Theodore Gary & Company bought a substantial interest in BC Telephone in December 1926 (held in Canada under the Anglo-Canadian Telephone Company). Other Gary companies at the time included International Automatic Telephone Company and British Insulated Cables. Mr G H Halse remained as president and general manager of BC Telephone. In July 1927, the company participated in Canada's first coast to coast radio broadcast for Canada's Diamond Jubilee.

==Two regional operations==
On the 1 April 1929, a charter was obtained for a new subsidiary called "North-West Telephone Company" (NWT). This company adopted radio-telephony for areas of the province unreachable by wire. The first experiment was providing a connection to Powell River from Campbell River, about 50 mi across the water.

A new record for storm damage in the BC Telephone system was set little over a year after the previous record. The rain and sleet began early in the morning of 21 January 1935. There were 1,500 poles and 700 miles of wire down in the Fraser Valley. Victoria had 1,800 telephones out of service. The Trans-Canada toll line was not restored until 10 February 1935.

The first photographs ever to be transmitted from Vancouver via wire photo service took place during the royal visit of 29 May 1939.

In April 1954, the federal government telephone system west of the Rockies was purchased and the operations split with the NWT. GTE of Stamford, Connecticut, became a 50.2% owner of BC Telephone when the Theodore Gary Company merged with GTE in 1955.

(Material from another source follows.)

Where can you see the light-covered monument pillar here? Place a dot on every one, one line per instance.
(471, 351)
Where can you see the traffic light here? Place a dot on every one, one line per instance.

In January 1961, the NWT was officially merged with its parent. In 1979, the BC Telephone Company acquired Automatic Electric Canada and formed "AEL Microtel". Soon afterward, the name was shortened to "Microtel". In 1982, "BTE - Business Terminal Equipment" was formed to compete in the newly deregulated equipment field. BC Telephone formed "BC Cellular" in 1985 to compete in the new cellular telephone business. On 1 May 1993, BC Telephone reorganised under holding company "BC Telecom Inc" and changed its legal name to "BC Tel".

==Telus merger==
The deregulation of the phone industry in the 1990s, combined with the competition between line and cell transmission technology, totally changed the business environment. In a 1999 "merger of equals", BC Tel bought the smaller Telus, the telephone operating company in Alberta. The merger created the second largest telephone company in Canada after Bell. Initially registered as BCT.Telus, the merged company with headquarters in Burnaby, British Columbia, soon rebranded as Telus.